The camera reduces this somewhat by converting the RAW data into pixel data.  Essentially it calculates a color value for each of the 3 million pixels.  On most digital cameras in the point and shoot category, the camera will convert the 16 bit per CCD element value into an 8 bit value.   So, each pixel has 3 bytes of data to describe its red, green and blue components.  This process results in a file size of 9 megabytes.   This is way too big for most folks to deal with.   The expense of carrying flash memory cards would be prohibitive.  So, point and shoot cameras will apply JPEG compression to this image.   and this takes time.

Since it takes time for this post capture processing, if you try and snap off a second picture of another car, you are going to be confronted by two slow downs to the capture of the this picture.

Focusing will still be a major issue and secondarily, if your camera is still figuring out how to compensate for color correction it will wait until this job has been finished before it can take the next picture.

3.)   The speed at which information is processed in the brain and along the neuronal network of the human body.  This is commonly referred to as reflex time.

As for the third component of shutter lag,  the human element, practice is the only solution.   When photons from the racing car arrive at your retina things start to slow down considerably.  Neurons pass the information via the optic nerve to the back of your brain where you process the image information.  You deduce that the car is in the correct position and send the signal to your finger to depress the button all the way down to take the shot.   A maddeningly slow sequence of neuron firing escapes from your brain, follows the nerves along your spinal cord to the branch that leads out to your finger, moves out of your spinal cord, across the trunk of your body to your arm, down the arm, into the hand, and finally reaches the bunch of muscles that control the movement of your index finger.  Then, the muscles "slowly" contract to force your finger to depress the shutter release.

Remember the human body is far more complex than your digital camera.

The solution?  get in some practice.
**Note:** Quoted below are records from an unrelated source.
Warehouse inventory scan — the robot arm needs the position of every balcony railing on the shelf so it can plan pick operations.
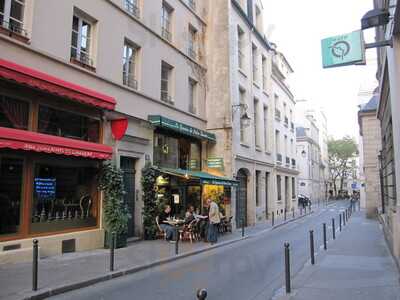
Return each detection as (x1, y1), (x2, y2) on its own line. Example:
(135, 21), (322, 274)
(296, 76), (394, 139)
(188, 0), (196, 10)
(275, 108), (281, 121)
(285, 117), (289, 127)
(71, 46), (93, 67)
(161, 27), (172, 42)
(123, 72), (138, 90)
(125, 0), (140, 18)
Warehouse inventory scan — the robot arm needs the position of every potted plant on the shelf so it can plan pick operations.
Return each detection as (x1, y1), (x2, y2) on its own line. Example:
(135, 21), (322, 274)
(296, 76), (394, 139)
(99, 163), (131, 248)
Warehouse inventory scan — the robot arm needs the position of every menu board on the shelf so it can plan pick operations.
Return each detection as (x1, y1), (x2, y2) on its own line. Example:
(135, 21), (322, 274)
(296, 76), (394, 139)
(35, 178), (56, 200)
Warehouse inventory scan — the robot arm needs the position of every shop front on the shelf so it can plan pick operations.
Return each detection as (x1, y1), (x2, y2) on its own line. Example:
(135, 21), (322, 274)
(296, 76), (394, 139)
(149, 116), (237, 218)
(0, 60), (115, 262)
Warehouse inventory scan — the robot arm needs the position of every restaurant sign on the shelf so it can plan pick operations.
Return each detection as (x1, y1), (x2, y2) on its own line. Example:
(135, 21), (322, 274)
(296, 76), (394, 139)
(148, 115), (217, 142)
(207, 157), (224, 169)
(321, 30), (365, 68)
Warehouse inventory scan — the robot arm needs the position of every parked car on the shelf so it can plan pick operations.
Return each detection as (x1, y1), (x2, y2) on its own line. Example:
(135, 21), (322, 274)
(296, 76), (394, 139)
(297, 194), (311, 208)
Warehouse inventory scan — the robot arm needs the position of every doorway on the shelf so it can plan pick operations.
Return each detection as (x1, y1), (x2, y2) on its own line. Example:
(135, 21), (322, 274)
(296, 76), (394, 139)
(236, 169), (247, 226)
(120, 156), (136, 238)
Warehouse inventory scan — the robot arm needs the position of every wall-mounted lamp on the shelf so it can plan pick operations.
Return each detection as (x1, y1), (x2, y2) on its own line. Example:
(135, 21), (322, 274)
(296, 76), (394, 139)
(232, 103), (251, 127)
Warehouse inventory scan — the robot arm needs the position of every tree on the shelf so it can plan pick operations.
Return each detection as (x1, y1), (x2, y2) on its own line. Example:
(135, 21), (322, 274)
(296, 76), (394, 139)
(328, 136), (358, 195)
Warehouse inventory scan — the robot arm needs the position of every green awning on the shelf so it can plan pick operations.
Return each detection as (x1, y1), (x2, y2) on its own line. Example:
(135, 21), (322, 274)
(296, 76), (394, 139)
(148, 115), (217, 143)
(156, 168), (239, 186)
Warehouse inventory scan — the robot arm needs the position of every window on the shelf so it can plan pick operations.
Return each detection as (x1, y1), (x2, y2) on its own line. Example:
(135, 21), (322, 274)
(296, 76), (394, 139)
(0, 95), (29, 130)
(254, 99), (261, 147)
(0, 156), (24, 236)
(239, 88), (247, 143)
(161, 62), (173, 103)
(38, 106), (100, 143)
(262, 55), (268, 91)
(188, 25), (197, 59)
(0, 0), (26, 35)
(122, 42), (139, 90)
(276, 175), (282, 201)
(264, 106), (269, 151)
(256, 170), (261, 206)
(31, 163), (98, 233)
(71, 15), (93, 66)
(238, 27), (245, 70)
(161, 2), (173, 42)
(189, 78), (197, 114)
(188, 0), (196, 10)
(125, 0), (140, 18)
(252, 45), (258, 82)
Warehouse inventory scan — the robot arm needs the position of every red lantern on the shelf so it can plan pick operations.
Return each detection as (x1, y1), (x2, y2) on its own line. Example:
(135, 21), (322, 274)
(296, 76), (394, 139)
(111, 119), (128, 141)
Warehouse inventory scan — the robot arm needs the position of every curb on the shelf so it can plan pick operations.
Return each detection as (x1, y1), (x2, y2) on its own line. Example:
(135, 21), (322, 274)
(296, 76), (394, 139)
(22, 211), (322, 300)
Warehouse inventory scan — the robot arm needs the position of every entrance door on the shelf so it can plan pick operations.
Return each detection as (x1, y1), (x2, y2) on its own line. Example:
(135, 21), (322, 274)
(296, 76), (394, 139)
(120, 157), (136, 237)
(265, 172), (269, 219)
(236, 169), (247, 226)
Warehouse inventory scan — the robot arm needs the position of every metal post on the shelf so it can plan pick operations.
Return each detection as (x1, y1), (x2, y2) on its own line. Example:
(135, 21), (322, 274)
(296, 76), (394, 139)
(32, 240), (39, 291)
(310, 230), (315, 265)
(285, 243), (290, 294)
(196, 289), (207, 300)
(175, 224), (179, 255)
(110, 232), (116, 272)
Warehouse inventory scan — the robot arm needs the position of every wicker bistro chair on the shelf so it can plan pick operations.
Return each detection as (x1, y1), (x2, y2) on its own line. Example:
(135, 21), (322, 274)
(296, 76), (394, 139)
(156, 216), (167, 240)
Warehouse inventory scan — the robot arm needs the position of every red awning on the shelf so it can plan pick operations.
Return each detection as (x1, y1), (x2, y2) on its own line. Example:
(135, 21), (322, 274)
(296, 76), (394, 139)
(0, 127), (112, 159)
(0, 59), (116, 110)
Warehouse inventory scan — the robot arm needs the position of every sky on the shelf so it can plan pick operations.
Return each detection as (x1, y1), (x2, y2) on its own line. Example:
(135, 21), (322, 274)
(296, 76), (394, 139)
(262, 0), (378, 140)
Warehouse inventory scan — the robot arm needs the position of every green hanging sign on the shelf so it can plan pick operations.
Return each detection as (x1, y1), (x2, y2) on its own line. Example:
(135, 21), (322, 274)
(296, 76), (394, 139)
(321, 30), (365, 68)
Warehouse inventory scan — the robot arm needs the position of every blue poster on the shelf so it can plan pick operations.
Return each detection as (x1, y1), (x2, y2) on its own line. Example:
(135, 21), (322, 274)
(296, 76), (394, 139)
(35, 178), (56, 200)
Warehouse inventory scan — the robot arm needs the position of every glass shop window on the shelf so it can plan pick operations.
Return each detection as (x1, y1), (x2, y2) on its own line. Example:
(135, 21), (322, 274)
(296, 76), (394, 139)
(38, 106), (100, 143)
(0, 156), (24, 236)
(31, 164), (97, 232)
(0, 95), (29, 130)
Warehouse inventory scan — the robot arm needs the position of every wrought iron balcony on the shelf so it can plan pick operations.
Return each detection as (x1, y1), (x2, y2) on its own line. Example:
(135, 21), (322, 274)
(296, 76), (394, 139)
(125, 0), (140, 18)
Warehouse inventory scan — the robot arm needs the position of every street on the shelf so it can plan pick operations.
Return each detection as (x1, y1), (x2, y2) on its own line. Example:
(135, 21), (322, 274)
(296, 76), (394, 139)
(52, 201), (349, 300)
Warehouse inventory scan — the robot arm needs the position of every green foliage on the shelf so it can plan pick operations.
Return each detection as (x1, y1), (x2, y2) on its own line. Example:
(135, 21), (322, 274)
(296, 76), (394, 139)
(328, 136), (358, 193)
(142, 162), (162, 240)
(99, 163), (131, 235)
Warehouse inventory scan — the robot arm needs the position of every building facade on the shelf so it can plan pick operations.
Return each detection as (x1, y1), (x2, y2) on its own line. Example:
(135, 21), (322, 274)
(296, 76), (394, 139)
(374, 0), (400, 263)
(358, 95), (382, 217)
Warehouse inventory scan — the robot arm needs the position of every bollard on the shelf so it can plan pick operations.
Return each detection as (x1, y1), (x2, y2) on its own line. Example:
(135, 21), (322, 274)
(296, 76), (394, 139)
(196, 289), (207, 300)
(242, 218), (244, 237)
(110, 232), (116, 272)
(32, 240), (39, 291)
(285, 243), (290, 294)
(175, 228), (179, 255)
(310, 230), (315, 265)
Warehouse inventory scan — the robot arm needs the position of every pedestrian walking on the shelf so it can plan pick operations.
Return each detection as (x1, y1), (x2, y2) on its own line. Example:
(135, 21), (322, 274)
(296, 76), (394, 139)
(207, 199), (221, 245)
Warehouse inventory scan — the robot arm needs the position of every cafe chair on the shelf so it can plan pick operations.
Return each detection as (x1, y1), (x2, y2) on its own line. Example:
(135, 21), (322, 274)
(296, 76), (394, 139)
(156, 216), (167, 240)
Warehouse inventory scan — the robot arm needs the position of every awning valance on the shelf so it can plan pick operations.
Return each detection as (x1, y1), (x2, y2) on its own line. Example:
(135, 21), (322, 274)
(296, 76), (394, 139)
(0, 127), (113, 160)
(0, 59), (116, 110)
(156, 168), (239, 186)
(148, 115), (217, 143)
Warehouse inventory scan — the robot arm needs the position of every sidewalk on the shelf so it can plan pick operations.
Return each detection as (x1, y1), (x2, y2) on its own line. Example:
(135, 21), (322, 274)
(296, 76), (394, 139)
(0, 209), (316, 300)
(283, 211), (400, 300)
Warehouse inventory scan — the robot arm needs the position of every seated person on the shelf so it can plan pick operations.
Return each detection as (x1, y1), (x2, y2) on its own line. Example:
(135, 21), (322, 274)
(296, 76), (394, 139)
(158, 205), (176, 241)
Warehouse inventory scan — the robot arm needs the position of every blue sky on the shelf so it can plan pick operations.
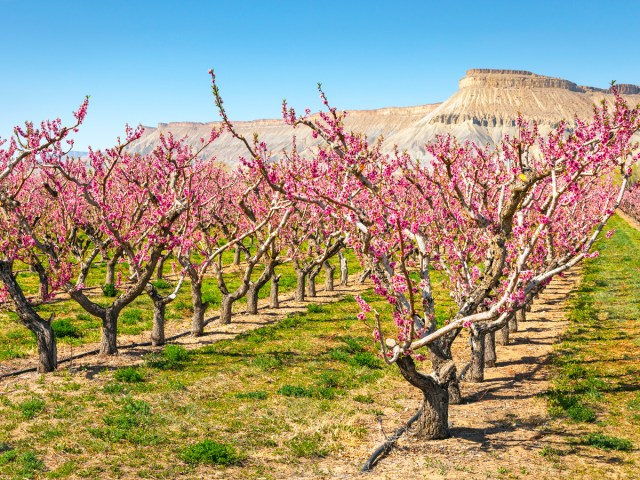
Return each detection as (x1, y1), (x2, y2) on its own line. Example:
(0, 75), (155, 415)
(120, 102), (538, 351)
(0, 0), (640, 150)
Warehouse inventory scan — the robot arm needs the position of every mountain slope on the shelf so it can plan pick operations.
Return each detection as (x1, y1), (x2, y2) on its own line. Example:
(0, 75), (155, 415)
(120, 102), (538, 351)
(131, 69), (640, 164)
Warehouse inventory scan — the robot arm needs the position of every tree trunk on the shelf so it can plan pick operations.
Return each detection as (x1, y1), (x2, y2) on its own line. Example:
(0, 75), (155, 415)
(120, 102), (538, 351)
(307, 267), (320, 298)
(497, 322), (509, 345)
(0, 260), (58, 373)
(467, 325), (485, 382)
(32, 324), (58, 373)
(358, 267), (371, 284)
(338, 251), (349, 286)
(509, 309), (522, 332)
(295, 270), (307, 302)
(397, 357), (453, 440)
(151, 301), (167, 347)
(191, 279), (207, 337)
(269, 273), (281, 308)
(156, 253), (170, 280)
(431, 338), (462, 405)
(104, 254), (120, 285)
(484, 332), (497, 368)
(247, 283), (260, 315)
(220, 295), (235, 325)
(322, 260), (336, 292)
(100, 308), (120, 355)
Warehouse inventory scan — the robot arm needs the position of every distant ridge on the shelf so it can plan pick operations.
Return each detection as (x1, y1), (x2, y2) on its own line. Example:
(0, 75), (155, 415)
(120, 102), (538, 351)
(130, 68), (640, 164)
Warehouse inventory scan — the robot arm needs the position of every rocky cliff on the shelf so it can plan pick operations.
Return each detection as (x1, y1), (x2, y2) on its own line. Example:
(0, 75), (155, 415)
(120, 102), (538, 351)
(131, 69), (640, 164)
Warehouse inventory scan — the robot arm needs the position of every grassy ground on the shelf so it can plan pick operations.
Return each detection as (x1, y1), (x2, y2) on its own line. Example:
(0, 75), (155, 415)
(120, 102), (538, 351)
(0, 252), (359, 361)
(0, 290), (416, 478)
(542, 217), (640, 478)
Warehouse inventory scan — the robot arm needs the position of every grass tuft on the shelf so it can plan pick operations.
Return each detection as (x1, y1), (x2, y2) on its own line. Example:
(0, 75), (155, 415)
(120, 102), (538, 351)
(578, 433), (633, 452)
(113, 367), (144, 383)
(180, 440), (242, 465)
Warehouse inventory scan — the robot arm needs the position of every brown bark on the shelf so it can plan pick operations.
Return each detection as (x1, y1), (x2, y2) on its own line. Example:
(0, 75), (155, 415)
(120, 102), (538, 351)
(100, 307), (120, 355)
(338, 251), (349, 286)
(191, 278), (208, 337)
(269, 273), (282, 308)
(0, 260), (58, 373)
(220, 295), (235, 325)
(295, 269), (307, 302)
(306, 265), (321, 298)
(397, 357), (455, 440)
(484, 332), (497, 368)
(467, 325), (485, 382)
(322, 260), (336, 292)
(496, 323), (509, 345)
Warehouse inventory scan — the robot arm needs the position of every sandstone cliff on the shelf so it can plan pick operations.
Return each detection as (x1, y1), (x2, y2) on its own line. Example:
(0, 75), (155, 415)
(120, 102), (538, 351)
(131, 69), (640, 164)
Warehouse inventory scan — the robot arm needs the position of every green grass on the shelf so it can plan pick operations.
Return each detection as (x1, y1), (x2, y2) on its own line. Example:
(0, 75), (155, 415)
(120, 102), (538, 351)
(578, 433), (633, 452)
(0, 286), (406, 479)
(548, 216), (640, 468)
(0, 251), (359, 364)
(180, 440), (242, 465)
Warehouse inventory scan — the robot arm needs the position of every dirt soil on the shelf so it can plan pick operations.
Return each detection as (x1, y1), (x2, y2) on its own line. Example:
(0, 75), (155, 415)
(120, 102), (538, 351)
(0, 269), (640, 480)
(308, 269), (597, 479)
(0, 282), (371, 378)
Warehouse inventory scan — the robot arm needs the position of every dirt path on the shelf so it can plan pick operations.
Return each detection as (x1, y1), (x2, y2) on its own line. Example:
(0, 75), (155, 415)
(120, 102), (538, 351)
(318, 270), (579, 480)
(0, 275), (371, 380)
Take picture of cars on the warming up lap.   Then immediately review the picture and note how far the car has moved in the resulting picture.   Most sports photographers become experts at reading body language of players/cars they are photographing and soon start timing their shots just prior to the jump, catch, kick or whatever so that their reflex delay has been anticipated and a good shot is the result.  Of course,  they also have professional digital cameras with rapid multi-shot capability and negligible delay characteristics and they use these features of their cameras to enhance their ability to capture the event.